February 12, 2009
Hiring Without Knowledge
Selling Power’s Hiring One of the Team focuses on finding superstar salespeople that will fit into your existing team. Clearly that is the goal for all sales hiring and this article supplies some sound advice. Other parts of it I will leave to your judgment.
Here is a quote I enjoyed (emphasis mine):
“Hire and promote first on the basis of integrity; second, motivation; third, capacity; fourth, understanding; fifth, knowledge; and last and least, experience. Without integrity, motivation is dangerous; without motivation, capacity is impotent; without capacity, understanding is limited; without understanding, knowledge is meaningless; without knowledge, experience is blind. Experience is easy to provide and quickly put to good use by people with all the other qualities.“– Dee Hock, founder of VISA Credit Card Corporation.
That is spot on, especially the experience piece. If you have read this blog for any length of time you know that we battle experience-based hiring. A sales candidate with a well-crafted resume and industry experience often blinds the hiring manager. The hiring manager becomes enamored with the experience and does not focus on the fit, ability or potential of the candidate.

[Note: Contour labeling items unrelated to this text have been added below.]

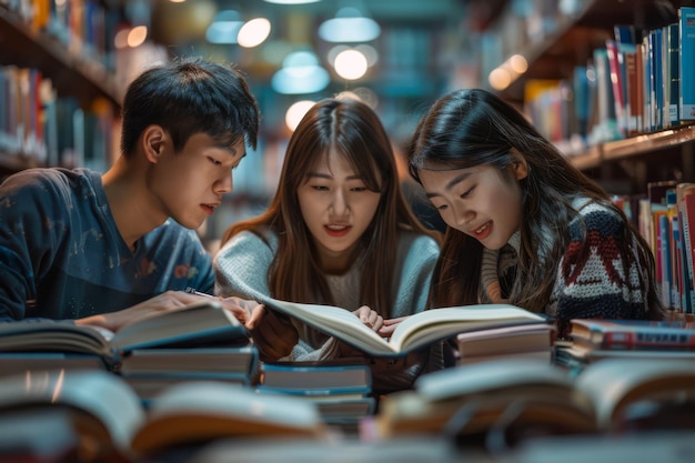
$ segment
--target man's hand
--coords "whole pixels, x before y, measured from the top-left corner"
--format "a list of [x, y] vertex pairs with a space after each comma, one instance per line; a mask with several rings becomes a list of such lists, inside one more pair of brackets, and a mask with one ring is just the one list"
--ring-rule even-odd
[[377, 331], [379, 335], [382, 338], [391, 338], [399, 324], [405, 319], [407, 319], [407, 316], [399, 316], [397, 319], [384, 320], [384, 324]]
[[[381, 316], [377, 312], [370, 309], [367, 305], [362, 305], [360, 309], [355, 310], [352, 313], [354, 313], [357, 316], [357, 319], [360, 319], [360, 321], [364, 323], [365, 326], [371, 328], [373, 331], [380, 333], [380, 330], [382, 330], [382, 326], [384, 324], [383, 316]], [[338, 349], [339, 349], [341, 356], [363, 356], [364, 355], [364, 352], [344, 342], [339, 342]]]
[[292, 353], [300, 335], [289, 319], [269, 311], [255, 301], [246, 329], [251, 332], [253, 343], [259, 348], [263, 362], [276, 362], [278, 359]]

“A true team player has to be able to set aside his or her ego and be able to do things for the benefit of the team,” says Gregory. “Use behavior profiles to assess this and then during the interview process ask questions such as, ‘Give me an example of when you felt you were not a team player. What did you do once you realized it?’ Look for sincerity in their answers. Did they admit they were wrong? Did they apologize?”
I like the approach and agree with the assessment part (not surprising, is it?), but behavior profiles alone are not as effective as a full assessment. The behavioral assessment needs to be part of a motivational, aptitudes and skills assessment. Simply hiring extroverts will not lead to a cohesive team. A noisy team yes, cohesive, not necessarily.
Lastly, I wouldn’t recommend this:
Other members of the team (it doesn’t have to be everyone) should also interview the candidate. Gregory suggests that each of them ask the candidate the same question to see how the candidate responds. Meet with everyone to see if the person’s answers correlate. Then find out if the candidate was enthusiastic through all of the interviews or did he or she get irritated being asked the exact same question?
I don’t see that serving any purpose. If you want to see how irritated they become, interrupt them during the interview. Pressure them, confront them mildly, ask “why” questions – this approach will reveal more to you than a repeated question that will probably generate a canned response.